Somehow, despite being working class white trash from the arse end of the world, I've driven cars  in different countries all over the world. It's fucking scary when you don't know the language and can't read the road signs - and I remain deeply apologetic to all those poor bastards I held up while I was crawling around some of the great regions of the world - but it's always been incredibly fun, and allowed us to get to places we could only ever have dreamed about before.

After all that, I'm confident in saying that my least favourite fellow drivers in the world are New Zealanders, who can turn passive aggressiveness into an artform in all walks of life, including out on the road. It's immensely frustrating, and as one of them who has driven on a daily basis since the early 90s, I can say they are terrible motorists, just terrible.

But my favourite drivers to share the road with are the Americans. No question.

Americans in general are remarkably polite They can sometimes be the most boorish and crude people when you see them while traveling around the world, but are always welcoming and generous on home turf. There's a lot of different sides to all the different parts of the USA, but this is a universal.

I'm not sure how much of it has to do with the idea that people are just nicer to each other because they're all scared the other guy might be packing a gun, or because it has a big tip culture that requires fake politeness to gather desperately needed revenue, but I'm just going to assume it's just because they're all very nice people. 

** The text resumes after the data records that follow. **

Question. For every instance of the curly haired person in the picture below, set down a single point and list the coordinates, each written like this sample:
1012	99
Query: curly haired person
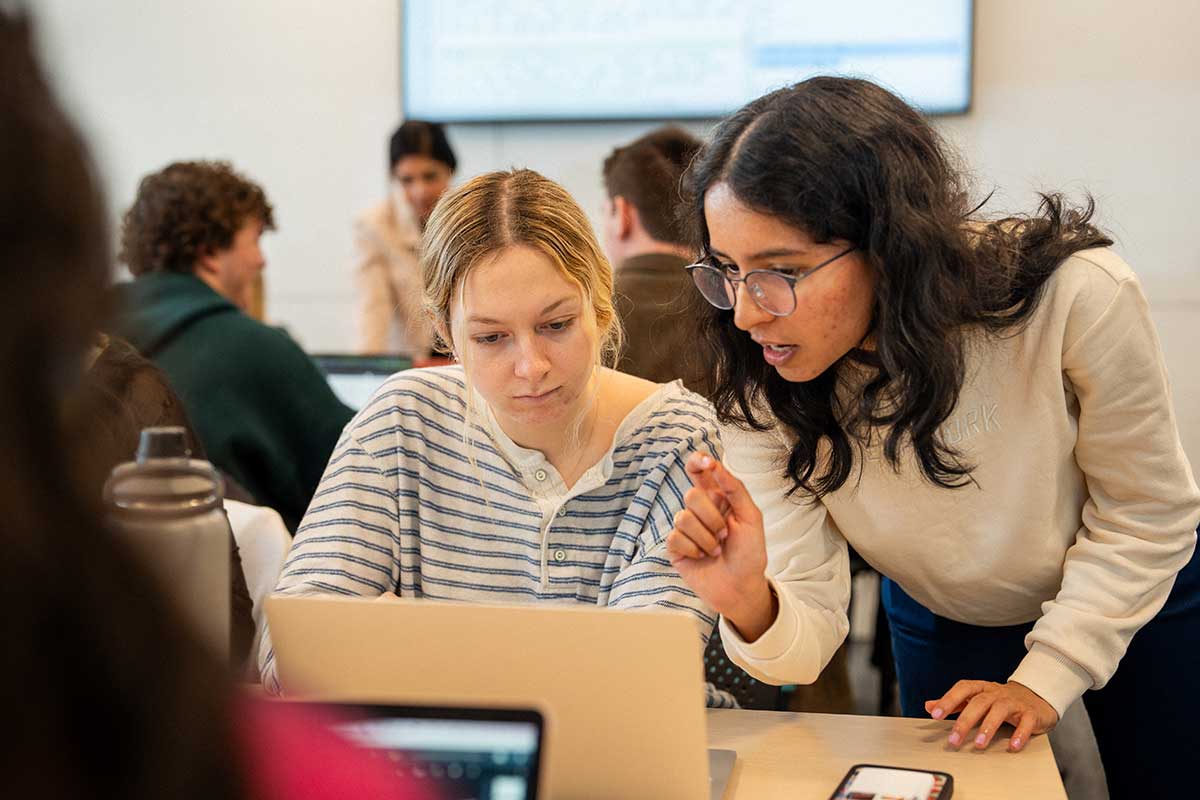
261	407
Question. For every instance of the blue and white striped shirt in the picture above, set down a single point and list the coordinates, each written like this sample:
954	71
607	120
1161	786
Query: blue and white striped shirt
402	507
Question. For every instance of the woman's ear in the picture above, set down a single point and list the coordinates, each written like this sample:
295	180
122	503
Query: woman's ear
443	332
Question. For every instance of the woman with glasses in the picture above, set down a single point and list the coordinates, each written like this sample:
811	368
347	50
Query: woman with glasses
979	408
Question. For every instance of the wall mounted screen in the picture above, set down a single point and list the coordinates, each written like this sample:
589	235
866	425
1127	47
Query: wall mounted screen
522	60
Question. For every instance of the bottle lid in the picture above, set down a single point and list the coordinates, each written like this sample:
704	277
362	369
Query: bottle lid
167	441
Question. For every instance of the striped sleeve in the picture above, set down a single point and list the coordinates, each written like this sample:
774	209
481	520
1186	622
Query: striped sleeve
649	581
348	542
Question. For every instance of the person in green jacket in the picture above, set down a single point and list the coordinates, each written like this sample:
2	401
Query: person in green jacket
261	405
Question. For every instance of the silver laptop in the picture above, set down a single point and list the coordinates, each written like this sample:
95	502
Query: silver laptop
621	691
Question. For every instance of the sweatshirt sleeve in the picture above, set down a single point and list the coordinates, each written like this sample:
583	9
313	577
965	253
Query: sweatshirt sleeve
1139	521
808	567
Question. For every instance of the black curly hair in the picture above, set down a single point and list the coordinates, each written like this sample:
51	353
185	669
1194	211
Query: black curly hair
841	158
189	209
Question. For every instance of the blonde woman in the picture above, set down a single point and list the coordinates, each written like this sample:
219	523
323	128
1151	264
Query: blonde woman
529	471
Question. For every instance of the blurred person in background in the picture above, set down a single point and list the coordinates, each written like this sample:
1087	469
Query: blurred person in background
648	250
388	236
103	685
261	405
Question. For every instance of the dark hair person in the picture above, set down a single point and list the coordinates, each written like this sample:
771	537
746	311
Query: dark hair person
420	164
105	690
978	408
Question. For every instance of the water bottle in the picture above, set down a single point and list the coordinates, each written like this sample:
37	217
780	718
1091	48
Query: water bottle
169	507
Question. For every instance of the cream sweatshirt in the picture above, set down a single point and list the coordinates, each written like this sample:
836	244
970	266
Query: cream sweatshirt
1083	509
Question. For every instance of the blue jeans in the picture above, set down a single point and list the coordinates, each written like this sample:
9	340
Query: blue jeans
1141	717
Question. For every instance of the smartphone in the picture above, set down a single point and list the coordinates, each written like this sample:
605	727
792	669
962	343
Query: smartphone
876	782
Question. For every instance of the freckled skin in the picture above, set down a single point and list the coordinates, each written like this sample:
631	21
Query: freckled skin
833	307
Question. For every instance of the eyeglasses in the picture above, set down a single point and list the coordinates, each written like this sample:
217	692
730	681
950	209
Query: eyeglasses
773	292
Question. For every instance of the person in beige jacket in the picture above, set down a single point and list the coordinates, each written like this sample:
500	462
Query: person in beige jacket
388	236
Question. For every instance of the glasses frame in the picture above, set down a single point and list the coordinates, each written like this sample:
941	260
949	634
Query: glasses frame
792	280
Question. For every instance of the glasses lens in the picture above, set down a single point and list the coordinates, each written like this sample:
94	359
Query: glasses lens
772	292
713	286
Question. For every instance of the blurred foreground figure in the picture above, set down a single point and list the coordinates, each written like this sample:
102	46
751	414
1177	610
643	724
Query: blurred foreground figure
106	692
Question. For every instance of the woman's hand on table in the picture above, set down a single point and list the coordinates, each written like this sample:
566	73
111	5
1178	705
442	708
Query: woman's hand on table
719	548
988	705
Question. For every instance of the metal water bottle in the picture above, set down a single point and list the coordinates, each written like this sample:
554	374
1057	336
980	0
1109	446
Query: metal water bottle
169	507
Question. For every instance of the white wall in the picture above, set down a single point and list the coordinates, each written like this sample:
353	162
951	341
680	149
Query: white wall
1073	94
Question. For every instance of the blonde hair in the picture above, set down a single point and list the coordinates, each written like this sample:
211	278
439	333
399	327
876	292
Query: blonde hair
516	208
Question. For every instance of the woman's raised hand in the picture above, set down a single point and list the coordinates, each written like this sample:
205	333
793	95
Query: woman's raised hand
719	548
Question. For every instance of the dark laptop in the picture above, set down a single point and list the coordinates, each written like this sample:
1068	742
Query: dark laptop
355	378
466	753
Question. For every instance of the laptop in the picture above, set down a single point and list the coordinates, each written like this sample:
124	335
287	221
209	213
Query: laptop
355	378
465	753
621	691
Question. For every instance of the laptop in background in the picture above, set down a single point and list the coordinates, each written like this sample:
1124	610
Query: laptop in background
355	378
622	691
466	753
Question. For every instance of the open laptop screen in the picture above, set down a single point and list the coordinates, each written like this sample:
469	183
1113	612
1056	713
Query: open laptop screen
467	753
355	378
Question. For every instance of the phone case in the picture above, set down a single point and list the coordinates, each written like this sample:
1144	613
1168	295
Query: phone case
942	785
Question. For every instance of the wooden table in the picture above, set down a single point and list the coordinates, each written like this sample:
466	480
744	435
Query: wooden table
804	756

And they actually know how to drive. The freeways and cities get crammed like anywhere else in the world, but drivers across America are comfortable with merging, and know how to use a goddamn roundabout, and fully understand the appeal of acceleration.

The country is built for it, escaping the ancient street patterns of Europe and Asia, every town with phenomenally wide streets to spin your tank around, with massive links between all the great cities.

And a lot of the culture is burned into that white line nightmare. You can do a road movie in any country, but America has the distance and the existential void behind the bravado. It has the endless interstates, those weird offshots into Buttfuck Indiana, and the gothic rot of the deep south hiding beneath concrete overpasses. It has the infinite desert which sucks you in, the long roads through ancient mountains still covered in heavy woods.

The age of the private car might already have peaked, because we can't all keep driving like we're do without facing some severe environmental consequences. But while it lasted, Americans were the best drivers I ever knew.

Australians are the second best drivers in the world, and not just in a Mad Max way. I still think they're a pack of lousy motorists, but they'll tell you about it to your face and get it out of everybody's systems.